Artikel 10 Behandeling klachten

  • 1.

    Aan de dijkgraaf wordt gemandateerd de bevoegdheid tot behandeling van klachten als bedoeld in titel 9.1. en 9.2. van de Algemene wet bestuursrecht.

  • 2.

    Indien de klacht zich richt tegen de dijkgraaf, wordt de plaatsvervangend dijkgraaf belast met de bevoegdheid als bedoeld in het vorige lid.

  • 3.

    Voor de ambtelijke ondersteuning bij de klachtenafhandeling wordt een functionaris van het proces Bestuur & Communicatie als Klachtcoördinator aangewezen. Deze functionaris onderhoudt het contact met het bureau van de Nationale Ombudsman en rapporteert 1 maal per jaar aan het dagelijks bestuur over de afhandeling van klachten die zijn ingediend tegen bestuursorganen en/of ambtenaren van het waterschap.
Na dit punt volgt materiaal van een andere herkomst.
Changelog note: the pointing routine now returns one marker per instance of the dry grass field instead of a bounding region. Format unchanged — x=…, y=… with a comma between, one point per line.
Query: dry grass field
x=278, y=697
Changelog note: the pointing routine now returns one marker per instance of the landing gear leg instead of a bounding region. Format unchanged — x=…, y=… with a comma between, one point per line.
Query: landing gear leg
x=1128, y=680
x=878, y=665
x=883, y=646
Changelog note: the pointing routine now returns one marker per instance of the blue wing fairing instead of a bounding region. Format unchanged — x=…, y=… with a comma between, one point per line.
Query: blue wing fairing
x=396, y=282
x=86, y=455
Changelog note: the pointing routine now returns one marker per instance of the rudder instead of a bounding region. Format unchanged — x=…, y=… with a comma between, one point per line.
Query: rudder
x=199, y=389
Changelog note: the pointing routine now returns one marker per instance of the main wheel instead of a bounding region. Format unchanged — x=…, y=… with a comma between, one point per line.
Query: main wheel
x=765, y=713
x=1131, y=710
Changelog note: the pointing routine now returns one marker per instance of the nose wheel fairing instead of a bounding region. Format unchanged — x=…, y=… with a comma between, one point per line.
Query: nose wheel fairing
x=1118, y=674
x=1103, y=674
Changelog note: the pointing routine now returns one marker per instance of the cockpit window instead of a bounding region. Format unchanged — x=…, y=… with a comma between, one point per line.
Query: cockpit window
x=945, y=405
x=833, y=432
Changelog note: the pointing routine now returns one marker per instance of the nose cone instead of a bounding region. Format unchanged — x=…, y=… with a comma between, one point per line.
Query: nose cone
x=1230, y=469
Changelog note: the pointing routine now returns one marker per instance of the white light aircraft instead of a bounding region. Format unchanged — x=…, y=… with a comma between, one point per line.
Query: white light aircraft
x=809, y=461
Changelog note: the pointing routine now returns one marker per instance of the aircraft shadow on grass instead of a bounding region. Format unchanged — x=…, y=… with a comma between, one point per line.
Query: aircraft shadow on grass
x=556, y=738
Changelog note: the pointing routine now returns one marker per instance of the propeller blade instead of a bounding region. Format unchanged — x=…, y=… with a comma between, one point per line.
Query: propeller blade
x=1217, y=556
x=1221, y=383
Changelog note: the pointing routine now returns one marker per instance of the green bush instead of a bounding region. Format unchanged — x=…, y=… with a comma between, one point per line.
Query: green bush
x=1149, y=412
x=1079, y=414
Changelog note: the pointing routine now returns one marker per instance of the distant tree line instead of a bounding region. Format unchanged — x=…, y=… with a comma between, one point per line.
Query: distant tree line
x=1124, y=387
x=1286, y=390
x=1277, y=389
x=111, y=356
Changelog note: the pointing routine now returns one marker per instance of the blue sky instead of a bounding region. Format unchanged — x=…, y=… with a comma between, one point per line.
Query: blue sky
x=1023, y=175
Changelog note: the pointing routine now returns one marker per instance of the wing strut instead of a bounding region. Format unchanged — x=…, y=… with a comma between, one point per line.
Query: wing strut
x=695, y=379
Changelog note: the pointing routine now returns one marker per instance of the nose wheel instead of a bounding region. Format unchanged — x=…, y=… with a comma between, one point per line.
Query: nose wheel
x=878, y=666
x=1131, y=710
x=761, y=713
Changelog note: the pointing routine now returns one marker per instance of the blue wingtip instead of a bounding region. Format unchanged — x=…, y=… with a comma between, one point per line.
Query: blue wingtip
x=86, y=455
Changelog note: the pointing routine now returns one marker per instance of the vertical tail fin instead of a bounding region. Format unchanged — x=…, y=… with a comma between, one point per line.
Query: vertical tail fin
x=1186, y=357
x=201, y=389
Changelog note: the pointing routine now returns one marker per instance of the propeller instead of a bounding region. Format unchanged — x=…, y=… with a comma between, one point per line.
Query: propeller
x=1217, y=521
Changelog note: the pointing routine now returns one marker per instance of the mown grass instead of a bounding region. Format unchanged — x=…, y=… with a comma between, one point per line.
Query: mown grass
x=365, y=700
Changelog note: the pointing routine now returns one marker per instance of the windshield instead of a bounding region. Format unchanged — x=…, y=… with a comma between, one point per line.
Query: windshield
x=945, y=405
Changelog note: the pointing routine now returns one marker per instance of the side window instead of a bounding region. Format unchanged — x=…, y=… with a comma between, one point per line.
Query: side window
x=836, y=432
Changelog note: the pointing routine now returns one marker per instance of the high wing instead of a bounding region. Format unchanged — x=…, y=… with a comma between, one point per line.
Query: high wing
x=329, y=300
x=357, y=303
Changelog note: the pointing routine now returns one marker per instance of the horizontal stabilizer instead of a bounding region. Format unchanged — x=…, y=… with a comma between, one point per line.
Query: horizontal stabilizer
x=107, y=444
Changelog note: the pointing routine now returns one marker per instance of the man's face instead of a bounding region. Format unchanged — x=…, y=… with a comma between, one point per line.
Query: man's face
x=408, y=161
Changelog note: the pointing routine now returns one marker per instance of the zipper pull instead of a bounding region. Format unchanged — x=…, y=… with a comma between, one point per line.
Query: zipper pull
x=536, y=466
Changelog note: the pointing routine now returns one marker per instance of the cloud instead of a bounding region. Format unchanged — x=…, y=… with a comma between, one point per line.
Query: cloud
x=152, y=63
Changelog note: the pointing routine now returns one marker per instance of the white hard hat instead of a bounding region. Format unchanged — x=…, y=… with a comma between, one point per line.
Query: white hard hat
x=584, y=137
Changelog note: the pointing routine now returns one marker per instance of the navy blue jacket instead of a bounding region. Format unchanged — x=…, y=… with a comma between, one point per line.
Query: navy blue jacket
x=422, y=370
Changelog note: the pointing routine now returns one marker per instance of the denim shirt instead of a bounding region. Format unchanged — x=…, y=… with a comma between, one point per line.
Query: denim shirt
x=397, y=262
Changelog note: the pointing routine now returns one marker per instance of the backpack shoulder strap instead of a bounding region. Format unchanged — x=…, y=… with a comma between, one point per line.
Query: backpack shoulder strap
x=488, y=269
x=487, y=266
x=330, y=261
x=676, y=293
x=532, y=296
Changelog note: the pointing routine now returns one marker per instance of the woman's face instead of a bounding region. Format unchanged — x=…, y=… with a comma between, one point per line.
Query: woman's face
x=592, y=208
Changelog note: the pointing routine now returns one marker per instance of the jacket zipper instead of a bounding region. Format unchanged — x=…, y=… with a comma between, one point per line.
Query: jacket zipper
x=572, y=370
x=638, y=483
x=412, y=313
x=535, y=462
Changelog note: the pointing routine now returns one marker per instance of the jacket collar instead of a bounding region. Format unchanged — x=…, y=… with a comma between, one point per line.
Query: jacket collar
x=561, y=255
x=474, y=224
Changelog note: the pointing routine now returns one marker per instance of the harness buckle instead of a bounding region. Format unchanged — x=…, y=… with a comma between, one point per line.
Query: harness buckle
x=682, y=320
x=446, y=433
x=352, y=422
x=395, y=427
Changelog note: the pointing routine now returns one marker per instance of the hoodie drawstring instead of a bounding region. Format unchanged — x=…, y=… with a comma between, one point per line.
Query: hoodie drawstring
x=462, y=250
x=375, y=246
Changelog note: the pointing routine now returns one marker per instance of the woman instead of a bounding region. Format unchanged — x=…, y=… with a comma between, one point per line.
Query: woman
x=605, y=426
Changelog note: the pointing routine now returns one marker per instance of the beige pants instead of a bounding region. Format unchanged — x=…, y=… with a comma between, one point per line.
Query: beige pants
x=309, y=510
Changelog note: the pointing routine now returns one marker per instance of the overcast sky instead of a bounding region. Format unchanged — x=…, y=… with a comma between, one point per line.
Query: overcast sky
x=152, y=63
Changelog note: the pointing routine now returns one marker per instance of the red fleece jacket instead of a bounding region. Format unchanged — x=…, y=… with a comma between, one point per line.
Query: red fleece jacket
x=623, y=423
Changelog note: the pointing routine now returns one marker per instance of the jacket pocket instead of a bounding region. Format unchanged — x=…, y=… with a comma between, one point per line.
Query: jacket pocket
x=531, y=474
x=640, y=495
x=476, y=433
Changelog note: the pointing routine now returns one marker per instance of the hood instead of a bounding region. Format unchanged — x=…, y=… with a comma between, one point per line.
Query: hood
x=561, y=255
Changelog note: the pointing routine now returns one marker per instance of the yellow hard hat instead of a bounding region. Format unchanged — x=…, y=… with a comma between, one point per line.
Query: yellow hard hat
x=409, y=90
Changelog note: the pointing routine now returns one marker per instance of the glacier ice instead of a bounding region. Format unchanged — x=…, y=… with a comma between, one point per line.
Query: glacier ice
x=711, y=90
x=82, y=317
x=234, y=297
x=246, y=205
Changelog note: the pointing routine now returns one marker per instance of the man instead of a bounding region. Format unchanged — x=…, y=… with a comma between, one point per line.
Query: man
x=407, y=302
Artikel 11 Besluiten op bezwaar

Aan de dijkgraaf wordt gemandateerd de bevoegdheid tot het nemen van een besluit op bezwaar, voor zover het betreft bezwaren ingediend tegen door functionarissen in ondermandaat genomen besluiten.

Artikel 12 Aangaan van rechtsgedingen

  • 1.

    Aan de dijkgraaf wordt de bevoegdheid gemandateerd om in spoedeisende situaties zowel buitengerechtelijke procedures als rechtsgedingen aan te gaan.

  • 2.

    In afwijking van het eerste lid, wordt aan de dijkgraaf de bevoegdheid gemandateerd tot het aangaan van mediation.

  • 3.

    De dijkgraaf maakt van het gebruiken van deze bevoegdheid melding in de eerstvolgende vergadering van het dagelijks bestuur.

Artikel 13 Verlenen van volmacht tot vertegenwoordiging

  • 1.

    Het dagelijks bestuur verleent hierbij de bevoegdheid aan de dijkgraaf om volmachten te verlenen aan functionarissen en niet functionarissen van het waterschap tot:

    • a.

      het vertegenwoordigen van het dagelijks en algemeen bestuur in het kader van een buitengerechtelijke procedure of rechtsgeding en

    • b.

      het vertegenwoordigen van het waterschap in werkgeversaangelegenheden.

  • 2.

    Het dagelijks bestuur stemt hierbij in met het door de dijkgraaf verlenen van machtiging aan functionarissen van het waterschap en niet functionarissen van het waterschap tot vertegenwoordiging van het waterschap in en buiten rechte, zoals bedoeld in artikel 95 van de Waterschapswet, hieronder worden ook expliciet werkgeversaangelegenheden verstaan.

  • 3.

    De functionaris die volmacht heeft gekregen, is bevoegd om een schriftelijke substitutievolmacht te verlenen.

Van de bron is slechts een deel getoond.